Desfiles de moda chegam a Milão com calendário polêmico

Agência AFP

MILÃO - Depois de Nova York e Londres, a temporada de desfiles chega nesta quarta-feira a Milão, com as apresentações dos principais estilistas italianos concentradas em poucos dias para imprensa e compradores.

Cerca de 200 coleções de marcas femininas italianas e estrangeiras apresentam seus produtos este ano, em 86 desfiles organizados por 78 marcas, algumas delas com looks para o próximo outono.

Algumas marcas optaram por apresentar suas coleções em showroom ou através de pequenas reuniões particulares, uma fórmula mais econômica de mostrar suas peças, cujos acessórios são exibidos quase como em uma loja, em um clima intimista.

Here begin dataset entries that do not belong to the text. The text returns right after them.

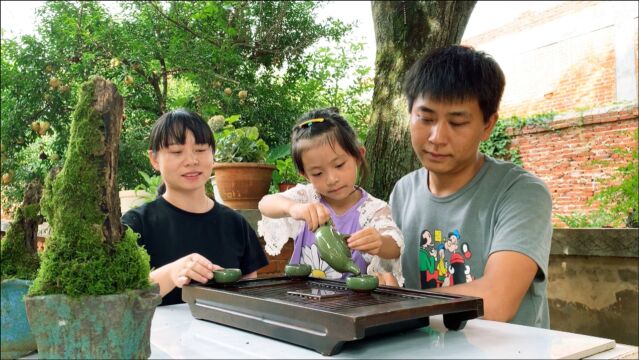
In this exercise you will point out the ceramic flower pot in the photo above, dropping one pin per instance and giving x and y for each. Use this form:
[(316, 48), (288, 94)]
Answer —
[(17, 338), (333, 249), (114, 326), (242, 185), (225, 276), (297, 270), (362, 283)]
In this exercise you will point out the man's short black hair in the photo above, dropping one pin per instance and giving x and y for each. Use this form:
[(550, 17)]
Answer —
[(456, 73)]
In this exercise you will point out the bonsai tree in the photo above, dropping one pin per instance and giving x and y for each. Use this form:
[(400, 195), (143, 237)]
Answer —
[(19, 256), (237, 144), (91, 263), (241, 174), (19, 263)]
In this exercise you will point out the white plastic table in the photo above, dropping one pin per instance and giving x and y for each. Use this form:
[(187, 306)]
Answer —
[(176, 334)]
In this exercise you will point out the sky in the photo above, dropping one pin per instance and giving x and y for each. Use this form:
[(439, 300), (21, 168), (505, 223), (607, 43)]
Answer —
[(18, 17)]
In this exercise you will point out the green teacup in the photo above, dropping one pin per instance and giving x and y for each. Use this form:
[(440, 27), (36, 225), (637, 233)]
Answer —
[(362, 282), (225, 276), (297, 270)]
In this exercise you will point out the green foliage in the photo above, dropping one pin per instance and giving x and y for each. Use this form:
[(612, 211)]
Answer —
[(239, 144), (539, 120), (78, 260), (149, 186), (498, 145), (163, 55), (16, 260), (618, 201), (287, 172)]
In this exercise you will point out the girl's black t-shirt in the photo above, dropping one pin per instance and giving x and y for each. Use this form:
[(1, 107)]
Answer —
[(221, 235)]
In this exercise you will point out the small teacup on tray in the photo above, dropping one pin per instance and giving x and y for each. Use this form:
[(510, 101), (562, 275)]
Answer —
[(362, 282), (297, 270), (226, 276)]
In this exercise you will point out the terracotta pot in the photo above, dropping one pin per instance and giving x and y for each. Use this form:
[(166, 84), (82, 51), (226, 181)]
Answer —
[(286, 186), (242, 185)]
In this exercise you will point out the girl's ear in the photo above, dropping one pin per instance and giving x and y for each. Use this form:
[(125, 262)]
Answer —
[(153, 160)]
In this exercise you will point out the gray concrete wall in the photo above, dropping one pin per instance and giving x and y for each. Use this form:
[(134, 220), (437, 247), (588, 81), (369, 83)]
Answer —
[(593, 283)]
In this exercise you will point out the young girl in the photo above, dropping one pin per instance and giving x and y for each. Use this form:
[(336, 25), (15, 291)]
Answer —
[(187, 234), (326, 152)]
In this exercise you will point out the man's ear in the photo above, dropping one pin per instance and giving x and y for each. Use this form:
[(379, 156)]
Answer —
[(362, 150), (489, 126), (153, 160)]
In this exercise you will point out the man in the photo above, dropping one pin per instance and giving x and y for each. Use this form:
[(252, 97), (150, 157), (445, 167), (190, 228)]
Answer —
[(501, 211)]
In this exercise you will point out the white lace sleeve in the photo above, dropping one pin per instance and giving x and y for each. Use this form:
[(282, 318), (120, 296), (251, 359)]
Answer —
[(277, 232), (377, 214)]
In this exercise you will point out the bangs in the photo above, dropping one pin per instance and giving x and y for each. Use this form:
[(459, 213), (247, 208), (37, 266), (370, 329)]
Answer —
[(171, 130)]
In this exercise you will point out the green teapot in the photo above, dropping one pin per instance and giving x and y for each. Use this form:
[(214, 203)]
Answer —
[(333, 249)]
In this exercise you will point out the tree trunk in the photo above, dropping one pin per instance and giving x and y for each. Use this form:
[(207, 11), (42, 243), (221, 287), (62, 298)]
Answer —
[(110, 105), (30, 218), (404, 31)]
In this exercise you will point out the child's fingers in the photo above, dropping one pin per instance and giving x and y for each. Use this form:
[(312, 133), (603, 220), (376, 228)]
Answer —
[(312, 216)]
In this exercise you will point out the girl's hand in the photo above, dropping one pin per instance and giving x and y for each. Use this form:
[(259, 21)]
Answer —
[(367, 240), (314, 214), (192, 267), (387, 279)]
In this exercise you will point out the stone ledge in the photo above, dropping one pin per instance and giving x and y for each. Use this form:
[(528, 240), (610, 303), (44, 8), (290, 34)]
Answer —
[(595, 242)]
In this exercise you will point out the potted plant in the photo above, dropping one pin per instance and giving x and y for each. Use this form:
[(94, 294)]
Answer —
[(92, 297), (19, 263), (287, 174), (241, 174)]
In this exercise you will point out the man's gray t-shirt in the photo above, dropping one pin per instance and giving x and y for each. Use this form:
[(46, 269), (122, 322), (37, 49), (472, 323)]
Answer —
[(448, 239)]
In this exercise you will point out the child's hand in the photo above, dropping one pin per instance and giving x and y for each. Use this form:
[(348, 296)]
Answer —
[(314, 214), (192, 267), (367, 240), (387, 279)]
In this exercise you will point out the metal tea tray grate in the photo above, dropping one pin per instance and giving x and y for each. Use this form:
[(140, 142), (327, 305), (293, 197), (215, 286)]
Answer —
[(323, 314)]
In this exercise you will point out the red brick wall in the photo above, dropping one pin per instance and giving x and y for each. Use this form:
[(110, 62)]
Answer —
[(566, 155), (560, 75)]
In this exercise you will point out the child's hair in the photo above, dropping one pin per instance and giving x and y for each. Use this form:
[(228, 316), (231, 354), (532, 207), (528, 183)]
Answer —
[(456, 73), (171, 129), (332, 128)]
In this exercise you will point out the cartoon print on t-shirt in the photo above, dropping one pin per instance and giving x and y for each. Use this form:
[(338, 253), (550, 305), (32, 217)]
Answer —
[(458, 270), (427, 259), (436, 270)]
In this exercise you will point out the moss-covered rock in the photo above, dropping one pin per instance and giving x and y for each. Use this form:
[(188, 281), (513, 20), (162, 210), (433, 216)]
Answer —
[(81, 257), (18, 253)]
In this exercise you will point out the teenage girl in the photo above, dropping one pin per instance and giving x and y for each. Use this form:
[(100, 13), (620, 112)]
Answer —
[(186, 233)]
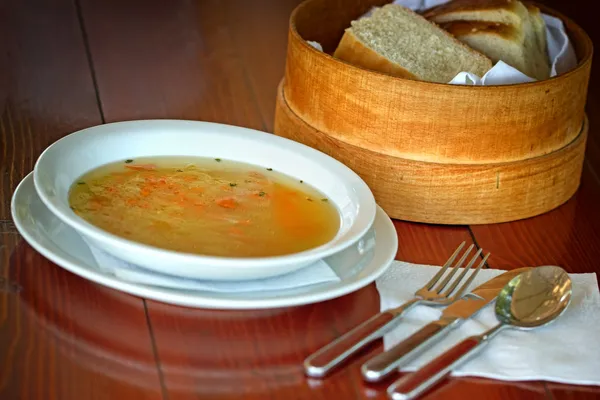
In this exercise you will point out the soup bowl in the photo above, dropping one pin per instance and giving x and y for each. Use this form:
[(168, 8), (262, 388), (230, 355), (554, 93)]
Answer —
[(61, 164)]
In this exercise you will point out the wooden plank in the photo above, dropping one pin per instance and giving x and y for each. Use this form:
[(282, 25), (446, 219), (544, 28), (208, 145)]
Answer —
[(46, 90), (65, 338), (579, 12), (61, 337), (175, 59), (261, 49)]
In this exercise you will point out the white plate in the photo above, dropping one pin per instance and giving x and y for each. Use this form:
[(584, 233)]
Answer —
[(62, 245), (61, 164)]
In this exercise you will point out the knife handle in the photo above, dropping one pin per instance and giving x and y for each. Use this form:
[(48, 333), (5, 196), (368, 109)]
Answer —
[(384, 364)]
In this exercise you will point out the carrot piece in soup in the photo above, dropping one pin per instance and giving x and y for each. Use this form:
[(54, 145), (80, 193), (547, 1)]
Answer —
[(227, 202), (141, 167)]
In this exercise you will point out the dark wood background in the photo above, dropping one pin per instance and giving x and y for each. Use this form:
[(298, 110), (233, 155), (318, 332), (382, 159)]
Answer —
[(71, 64)]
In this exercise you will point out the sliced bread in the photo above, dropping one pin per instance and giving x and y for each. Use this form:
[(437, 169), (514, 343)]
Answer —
[(501, 29), (400, 42)]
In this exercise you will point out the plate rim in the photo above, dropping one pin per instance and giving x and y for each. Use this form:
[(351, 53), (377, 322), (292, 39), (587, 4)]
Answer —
[(187, 299)]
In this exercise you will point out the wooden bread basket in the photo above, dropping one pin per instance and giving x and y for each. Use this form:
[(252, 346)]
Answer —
[(436, 153)]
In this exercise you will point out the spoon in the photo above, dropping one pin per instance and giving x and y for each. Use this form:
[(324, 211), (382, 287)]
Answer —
[(529, 300)]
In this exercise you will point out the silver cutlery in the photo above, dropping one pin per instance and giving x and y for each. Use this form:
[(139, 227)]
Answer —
[(323, 361), (532, 299), (382, 365)]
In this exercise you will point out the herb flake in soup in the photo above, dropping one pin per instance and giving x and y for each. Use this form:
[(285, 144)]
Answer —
[(197, 205)]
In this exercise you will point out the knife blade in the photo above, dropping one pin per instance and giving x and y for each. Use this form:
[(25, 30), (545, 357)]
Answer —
[(382, 365)]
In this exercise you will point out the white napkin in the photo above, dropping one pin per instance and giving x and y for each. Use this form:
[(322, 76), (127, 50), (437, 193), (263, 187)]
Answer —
[(560, 52), (319, 272), (565, 351)]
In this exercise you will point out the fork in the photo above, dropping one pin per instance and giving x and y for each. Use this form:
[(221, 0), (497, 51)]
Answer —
[(324, 360)]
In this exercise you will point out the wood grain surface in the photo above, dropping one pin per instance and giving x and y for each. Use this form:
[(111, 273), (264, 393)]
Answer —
[(71, 65)]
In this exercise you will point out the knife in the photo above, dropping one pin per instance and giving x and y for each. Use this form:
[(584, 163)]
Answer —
[(382, 365)]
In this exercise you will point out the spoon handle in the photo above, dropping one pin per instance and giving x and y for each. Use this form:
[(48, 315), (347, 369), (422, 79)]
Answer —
[(413, 384)]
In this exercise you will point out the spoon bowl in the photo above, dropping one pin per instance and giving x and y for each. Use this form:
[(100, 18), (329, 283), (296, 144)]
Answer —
[(531, 299), (534, 298)]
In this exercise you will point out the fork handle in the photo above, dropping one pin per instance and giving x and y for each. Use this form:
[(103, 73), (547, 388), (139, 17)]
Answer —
[(323, 361), (384, 364)]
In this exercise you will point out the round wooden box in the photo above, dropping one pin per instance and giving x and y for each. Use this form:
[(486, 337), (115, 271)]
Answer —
[(435, 153)]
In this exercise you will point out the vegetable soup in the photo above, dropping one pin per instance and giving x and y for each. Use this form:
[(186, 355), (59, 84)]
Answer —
[(205, 206)]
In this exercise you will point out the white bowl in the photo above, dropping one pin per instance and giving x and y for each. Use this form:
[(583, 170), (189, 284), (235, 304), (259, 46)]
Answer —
[(66, 160)]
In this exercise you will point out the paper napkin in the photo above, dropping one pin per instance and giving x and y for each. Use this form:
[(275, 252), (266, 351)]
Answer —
[(565, 351)]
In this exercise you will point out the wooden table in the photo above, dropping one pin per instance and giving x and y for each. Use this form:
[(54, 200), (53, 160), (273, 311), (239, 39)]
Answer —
[(67, 65)]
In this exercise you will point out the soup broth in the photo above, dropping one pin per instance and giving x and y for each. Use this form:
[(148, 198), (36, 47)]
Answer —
[(205, 206)]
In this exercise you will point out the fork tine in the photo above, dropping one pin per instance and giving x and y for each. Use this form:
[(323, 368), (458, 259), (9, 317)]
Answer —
[(437, 276), (464, 287), (455, 269), (458, 280)]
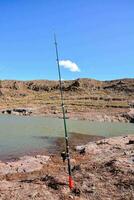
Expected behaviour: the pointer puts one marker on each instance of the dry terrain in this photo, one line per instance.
(84, 98)
(101, 170)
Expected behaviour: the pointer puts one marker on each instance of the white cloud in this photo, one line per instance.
(73, 67)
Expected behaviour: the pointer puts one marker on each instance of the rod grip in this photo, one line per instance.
(71, 183)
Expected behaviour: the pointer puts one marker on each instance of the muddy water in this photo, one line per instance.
(29, 135)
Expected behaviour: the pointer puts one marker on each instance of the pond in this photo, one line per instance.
(20, 135)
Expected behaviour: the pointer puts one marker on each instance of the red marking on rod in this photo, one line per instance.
(71, 183)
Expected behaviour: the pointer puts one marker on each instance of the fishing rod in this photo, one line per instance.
(71, 184)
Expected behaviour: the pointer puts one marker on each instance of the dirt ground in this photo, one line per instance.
(102, 169)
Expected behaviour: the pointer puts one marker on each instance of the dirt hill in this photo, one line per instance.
(82, 96)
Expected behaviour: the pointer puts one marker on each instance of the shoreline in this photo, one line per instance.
(92, 115)
(104, 170)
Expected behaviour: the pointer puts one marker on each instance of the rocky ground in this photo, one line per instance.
(84, 99)
(103, 169)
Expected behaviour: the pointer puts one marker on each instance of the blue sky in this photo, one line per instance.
(97, 35)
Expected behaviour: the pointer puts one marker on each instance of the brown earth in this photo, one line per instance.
(101, 170)
(84, 98)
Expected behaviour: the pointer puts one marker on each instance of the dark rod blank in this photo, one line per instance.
(64, 117)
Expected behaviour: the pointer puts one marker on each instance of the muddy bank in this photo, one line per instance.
(105, 170)
(54, 147)
(101, 115)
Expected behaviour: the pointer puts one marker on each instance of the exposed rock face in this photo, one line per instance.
(123, 85)
(17, 111)
(84, 98)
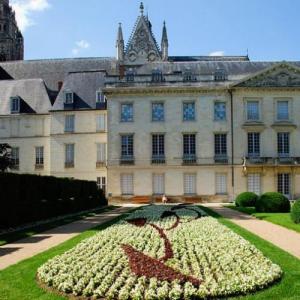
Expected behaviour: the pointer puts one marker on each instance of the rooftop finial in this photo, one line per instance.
(142, 8)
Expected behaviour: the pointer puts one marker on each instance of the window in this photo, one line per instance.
(127, 112)
(221, 144)
(221, 184)
(158, 148)
(39, 156)
(284, 184)
(100, 98)
(101, 184)
(189, 111)
(15, 157)
(15, 105)
(254, 183)
(253, 144)
(127, 146)
(158, 184)
(189, 184)
(252, 110)
(101, 122)
(69, 155)
(158, 112)
(283, 144)
(69, 98)
(101, 153)
(220, 111)
(282, 110)
(69, 123)
(127, 184)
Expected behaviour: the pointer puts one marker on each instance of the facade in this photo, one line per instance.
(144, 124)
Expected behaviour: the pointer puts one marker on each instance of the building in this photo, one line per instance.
(144, 124)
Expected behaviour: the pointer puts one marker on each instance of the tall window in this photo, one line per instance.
(221, 184)
(284, 184)
(252, 110)
(158, 148)
(69, 123)
(15, 157)
(15, 105)
(283, 144)
(189, 184)
(158, 112)
(127, 184)
(127, 112)
(254, 144)
(101, 184)
(221, 144)
(220, 111)
(189, 111)
(282, 110)
(39, 156)
(158, 184)
(69, 155)
(254, 183)
(101, 122)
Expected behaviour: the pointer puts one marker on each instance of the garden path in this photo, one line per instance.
(283, 238)
(13, 253)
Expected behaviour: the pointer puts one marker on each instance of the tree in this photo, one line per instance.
(5, 157)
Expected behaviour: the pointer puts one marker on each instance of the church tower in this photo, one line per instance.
(11, 38)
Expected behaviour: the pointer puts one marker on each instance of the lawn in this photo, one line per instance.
(282, 219)
(19, 281)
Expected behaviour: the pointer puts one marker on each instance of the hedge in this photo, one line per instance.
(31, 198)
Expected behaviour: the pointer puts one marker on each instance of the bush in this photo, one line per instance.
(246, 199)
(30, 198)
(295, 212)
(273, 202)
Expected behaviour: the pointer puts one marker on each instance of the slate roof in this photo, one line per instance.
(32, 92)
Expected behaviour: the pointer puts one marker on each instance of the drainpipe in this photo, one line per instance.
(232, 140)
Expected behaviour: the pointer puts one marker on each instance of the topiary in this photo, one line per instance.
(246, 199)
(295, 212)
(273, 202)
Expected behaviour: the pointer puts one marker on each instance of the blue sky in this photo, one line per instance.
(269, 29)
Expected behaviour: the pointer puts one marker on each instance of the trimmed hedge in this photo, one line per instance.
(31, 198)
(273, 202)
(246, 199)
(295, 212)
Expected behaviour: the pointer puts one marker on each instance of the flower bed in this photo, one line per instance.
(161, 252)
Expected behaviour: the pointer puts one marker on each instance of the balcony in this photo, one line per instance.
(189, 159)
(127, 160)
(158, 159)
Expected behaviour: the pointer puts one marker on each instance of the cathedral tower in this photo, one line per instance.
(11, 38)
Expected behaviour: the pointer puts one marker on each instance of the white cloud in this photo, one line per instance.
(217, 53)
(26, 8)
(80, 45)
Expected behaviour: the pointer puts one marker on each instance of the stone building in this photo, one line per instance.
(143, 124)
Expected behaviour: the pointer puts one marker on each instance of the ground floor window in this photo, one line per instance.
(189, 184)
(127, 184)
(221, 184)
(101, 183)
(254, 183)
(158, 184)
(284, 184)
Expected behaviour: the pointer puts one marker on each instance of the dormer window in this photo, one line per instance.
(220, 75)
(15, 105)
(157, 76)
(69, 97)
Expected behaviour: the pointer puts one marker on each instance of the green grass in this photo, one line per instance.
(18, 281)
(14, 236)
(282, 219)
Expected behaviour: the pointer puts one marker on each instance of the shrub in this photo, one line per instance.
(246, 199)
(295, 212)
(273, 202)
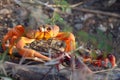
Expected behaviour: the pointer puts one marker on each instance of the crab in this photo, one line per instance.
(19, 36)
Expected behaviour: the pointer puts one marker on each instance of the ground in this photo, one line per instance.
(89, 16)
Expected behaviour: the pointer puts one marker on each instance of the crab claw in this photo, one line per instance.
(112, 60)
(12, 36)
(69, 40)
(28, 52)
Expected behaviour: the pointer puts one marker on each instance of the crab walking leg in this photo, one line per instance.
(28, 52)
(12, 35)
(68, 38)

O calendário da Semana de Moda de Milão trouxe uma polêmica mesmo antes de começar. Em meados de fevereiro a influente, e temida, editora da Vogue americana, Anna Wintour, declarou que não estava disposta a passar uma semana inteira em Milão, mas apenas três dias.

- Nada, mesmo que se chame Anna Wintour, pode permitir que o calendário da moda de Milão se desfaça. Temos que estar unidos por ele - lamentou Letizia Moratti, prefeita da cidade.

O presidente da Câmara Nacional da Moda Italiana, Mario Boselli, pediu em um comunicado aos estilistas que "não se deixem submeter às pressões da imprensa estrangeira" e agradeceu por ter "limitado os problemas" gerados pelo calendário.

Apesar da polêmica, os grandes estilistas desfilarão nos primeiros quatro dias, de quinta a domingo.

Na quarta-feira os desfiles começam com as coleções de jovens estilistas, entre eles vários debutantes escolhidos através de um concurso e alguns que se fizeram notar nas últimas temporadas.

Na quinta-feira serão apresentadas as coleções de Dolce&Gabbana, Fendi e Prada, enquanto na sexta desfilam Gianfranco Ferre, Versace e Jil Sander. No sábado é a vez de Bottega Veneta, Max Mara, Armani e Gucci e o grand finalle do domingo fica por conta de Marni, Roberto Cavalli e Missoni.

Pela primeira vez, a célebre marca italiana Dolce & Gabbana oferece a possibilidade de assistir seu desfile "na primeira fila" graças a aplicativos no iPhone e seu rival Android Mobile Devices (Google), principais sistemas de smart-phones do mundo.

Milhares de compradores de cerca de 40 países participarão do evento da moda milanesa, que será coberto por 2.000 jornalistas, que seguem correndo para Paris, onde assistirão à temporada de nove dias de desfiles na cidade luz, de 2 a 10 de março.